I have suffered from bipolar depression for as long as I can remember. My earliest childhood remembrances are tainted with the ominous presence of my depression despite growing up in a very loving home with two kinds and caring parents. After a divorce in my early thirties, I found myself unable to cope with the feelings of feeling down that had permeated my living and often left me personally unable to get up.
Of course, these feelings got intensified consequently because of my divorce, but even some time before I knew that something wasn’t quite right. I actually visited a psychiatrist and my doctor, both of whom questioned me when my symptoms started. I explained that I was fairly certain they started out the day I was born, which both told me was totally possible.
Since that time, I actually have tried different types of medications. From SSRI’s to MAO inhibitors, I’ve tried so many medications that I sometimes experienced like a guinea pig. I finally discovered a medication that was effective for me and produced very few noticeable side effects. I am now enjoying life more than I ever have and can honestly say that I actually feel like I never thought I might or even could.
Enjoying my life now is somewhat bittersweet as I look back over all the years that I spent in bipolar depression without even knowing that it was not natural.

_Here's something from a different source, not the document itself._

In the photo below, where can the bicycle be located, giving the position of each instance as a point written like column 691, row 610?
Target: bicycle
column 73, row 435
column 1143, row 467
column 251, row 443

I knew something was different simply from watching the behavior of others and comparing it to myself, but I always considered it to be my personality or “just the way I am”. I want to advice others who experience expanded bouts of feeling down to get more advice about bipolar depression. There are several resources found on the web, and even your primary care physician can be of great assistance in supporting one to determine if you suffer from deep depression. He or she may recommend that you speak to a specialist.
Had I actually known that my issue was treatable, I would have spent many more years enjoying my life instead of wondering why everyone else was enjoying theirs. Depression is treatable, and you can also enjoy a happy, effective life.